C'est désormais 61 présidentes et présidents qui ont signé le communiqué relatif à la #LoiImmigration : https://t.co/WwEbcQbbn6
— France Universités (@FranceUniv) December 20, 2023
Contactée par Le Quotidien, la présidente de la commission santé de France universités, le Pr Macha Woronoff, se dit « atterrée » par le contenu de ce texte. « Nos universités rayonnent et s'enrichissent grâce à la présence de très nombreux étudiants sur notre territoire, qu'ils soient communautaires ou extracommunautaire. La mise en place de cette caution, qui risque de détourner les étudiants de notre pays, met clairement en danger l'attractivité de la France en matière d'enseignement supérieur et de recherche. Il est évident que cela va conduire à une forme d'appauvrissement, de perte de mélange culturel », regrette-t-elle.
Sans médecins étrangers, hôpitaux en danger !
La PU-PH en pharmacie, également présidente de l'université de Franche-Comté, s'inquiète aussi des conséquences dramatiques qui pourraient découler de cette loi sur le plan de la démographie médicale.
« Au sein des filières santé, de nombreux étudiants arrivent au début des études de santé ou à partir du troisième cycle. Certains décident ensuite de rester exercer sur le territoire. Sans eux, de nombreux hôpitaux français seraient en très grande difficulté. J'ai le sentiment que cette loi ne prend absolument pas en compte la réalité des besoins de santé de la population française. On ne peut pas d'un côté vouloir résorber les déserts médicaux et, de l'autre, empêcher ou rendre extrêmement complexe toute arrivée sur le sol français d'étudiants étrangers. C'est une aberration ! », clame l'universitaire.
Prix fort ou prix dérisoire ?
Interrogée mercredi 20 décembre sur France inter, la Première ministre Élisabeth Borne a tant bien que mal tenté de dégonfler la polémique. « Je réponds, [à ceux qui s'offusquent], qu'ils n'ont sûrement pas eu le temps de lire le texte dans lequel nous disons très clairement que le ministre de l'Enseignement supérieur pourra dispenser certains étudiants de cette caution selon leurs ressources ou selon leurs parcours scolaire ou universitaire. Est-ce le meilleur système ? Pas forcément. Est-ce qu’il faut y réfléchir ? Peut-être qu'on pourra en re-débattre », a-t-elle répondu.

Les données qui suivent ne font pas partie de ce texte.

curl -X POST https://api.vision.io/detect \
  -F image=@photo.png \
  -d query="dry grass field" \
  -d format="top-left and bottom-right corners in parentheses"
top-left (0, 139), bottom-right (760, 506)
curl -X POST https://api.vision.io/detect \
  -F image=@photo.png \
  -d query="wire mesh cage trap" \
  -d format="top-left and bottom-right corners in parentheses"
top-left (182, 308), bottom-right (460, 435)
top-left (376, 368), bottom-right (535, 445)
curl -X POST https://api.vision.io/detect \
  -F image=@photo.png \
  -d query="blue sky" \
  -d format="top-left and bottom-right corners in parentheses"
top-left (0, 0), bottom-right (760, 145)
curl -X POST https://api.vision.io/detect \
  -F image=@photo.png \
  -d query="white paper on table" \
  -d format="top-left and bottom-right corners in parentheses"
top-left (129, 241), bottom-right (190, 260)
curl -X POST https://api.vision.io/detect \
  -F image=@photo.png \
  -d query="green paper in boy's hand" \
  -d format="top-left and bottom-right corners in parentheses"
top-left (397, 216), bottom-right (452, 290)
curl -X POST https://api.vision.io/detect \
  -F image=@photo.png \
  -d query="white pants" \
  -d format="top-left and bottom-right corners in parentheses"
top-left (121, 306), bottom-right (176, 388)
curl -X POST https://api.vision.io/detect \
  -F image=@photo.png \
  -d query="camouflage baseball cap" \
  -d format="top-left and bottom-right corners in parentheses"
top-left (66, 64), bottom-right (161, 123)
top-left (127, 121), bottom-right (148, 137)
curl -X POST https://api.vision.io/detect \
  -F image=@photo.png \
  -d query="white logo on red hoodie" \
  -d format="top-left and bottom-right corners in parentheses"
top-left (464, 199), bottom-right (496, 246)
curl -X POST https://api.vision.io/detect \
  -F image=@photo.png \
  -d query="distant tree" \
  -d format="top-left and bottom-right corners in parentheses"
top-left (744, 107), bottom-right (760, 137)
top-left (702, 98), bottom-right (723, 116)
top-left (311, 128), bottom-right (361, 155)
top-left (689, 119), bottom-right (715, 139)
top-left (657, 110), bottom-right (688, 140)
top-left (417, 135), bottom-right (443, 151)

Sondée sur le montant de cette caution, la cheffe de la majorité a soufflé le chiffre de « 10 ou 20 euros. Cela sera renvoyé à un texte réglementaire » a-t-elle rapidement balayé, laissant la journaliste Léa Salamé abasourdie. « Vous avez créé un texte pour une caution de 10 euros », lui a-t-elle rétorqué.
Réponse de la Première ministre : « Pour pouvoir faire ses études en Allemagne, on doit déposer 11 000 euros sur un compte bloqué ! ». La veille, à l'Assemblée nationale, le montant d'une caution de 10 000 euros avait été évoqué par certains parlementaires.
Le gouvernement mange son chapeau
Invité sur France 5 mercredi soir, Emmanuel Macron a rétropédalé et estimé que cette caution était « une mauvaise idée ». « Je pense qu'on a besoin de continuer à attirer des talents d'étudiants du monde entier. Je pense que c'est une force de la France, cela fait partie de notre modèle. Dire que parce que vous êtes étranger on veut demande une caution, ce n'est pas le message de la France. »
Malgré ces veines tentatives d'apaisement, les critiques à l'égard de cette mesure n'ont cessé de pleuvoir jusqu'à ce matin sur le plateau de France info où Agnès Buzyn, ancienne ministre de la Santé, était invitée à débattre. « Au départ, la loi immigration, telle qu’elle était voulue par la majorité présidentielle, était une loi qui s’attaquait à l’immigration clandestine. Mais il y a une forme de glissement sémantique, on est en train de prendre le problème à l’envers. Au lieu de s’attaquer objectivement à l’immigration clandestine, on en vient à réduire l’attractivité de notre pays pour des étrangers légaux », a-t-elle regretté.